By Alagie Manneh in Qatar
The European Investment Bank (EIB) on Tuesday signed a cooperation agreement to advance sustainable investments in The Gambia under the EU’s Global Gateway strategy. The financing facility package, approximately 24 million euros, will accelerate the implantation of green transition and access to renewable electricity in The Gambia, under the Gambia Renewable Energy Project (GREP). More than 1000 rural schools and 100 health centres will benefit from solar panels, battery technology and network connectivity. The grant will be used alongside an 8 million euros EIB loan to support the implementation of a renewable energy on and off-grid generation, transmission and distribution programme across the country.
The signing took place on the margins of the 5th UN Conference on the Least Developed Countries (LDC5), currently underway in Qatar, Doha.
Speaking at the event, Seedy Keita, the minister of finance, said: “This financial support will provide clean uninterrupted electricity to 1000 schools across the country.
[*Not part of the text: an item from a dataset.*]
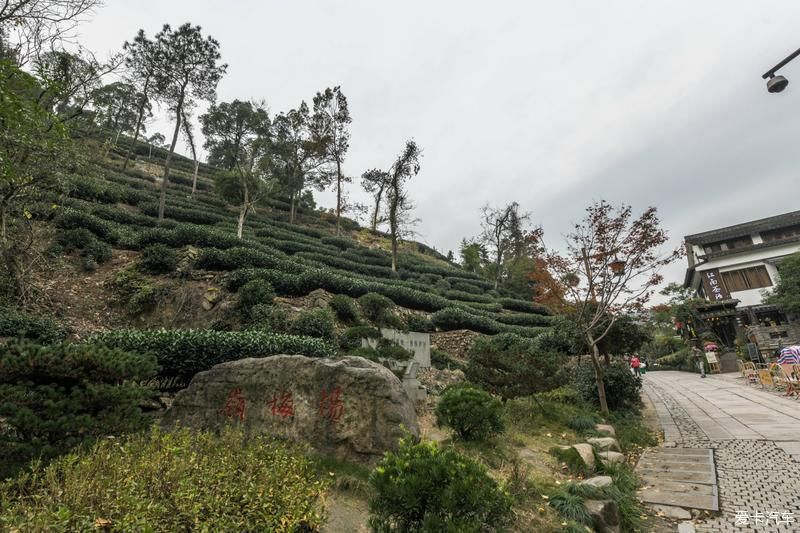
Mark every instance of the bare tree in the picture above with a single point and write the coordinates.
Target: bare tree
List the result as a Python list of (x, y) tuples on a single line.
[(375, 182), (502, 230), (404, 168), (611, 267), (187, 69), (141, 63)]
It will also go on to support the availability of electricity to 100 health centres across the country. This is very timely in the sense that a number of women have difficulties in giving birth under very trying conditions, and the storage of essential drugs and medications without electricity pose a challenge to our health care delivery. To show the importance of the project, we are also pleased to announce that our National Assembly yesterday ratified this agreement and as soon as we signed this agreement it will come into force.
“Our sincere thanks and appreciation to the European team, EU Commission, and the EIB for availing us a financing facility package of 24 million euros to address the most underserved communities in The Gambia,” minister Keita said.
The EU commissioner for international partnerships, Jutta Urpilainen, said: “Affordable, reliable and sustainable access to electricity for all is a global gateway priority. It increases strategic autonomy, and without electricity, communities cannot benefit from new technologies in full. I am delighted to sign this €24 million grant agreement for solar panels to power up schools and health centres in The Gambia. This fantastic green energy project, I think it’s a typical win-win for climate and for human development.”
EIB vice president Thomas Östros said investment in The Gambia’s energy infrastructure is essential to improve economic opportunities as well as better daily lives. “The EIB welcomes in particular the additional Team Europe grant support in cooperation with Gambian, international and European partners. Together, this scheme will enable The Gambia to be the first country in Africa to provide renewable energy electrification for all public schools and health facilities,” Thomas said.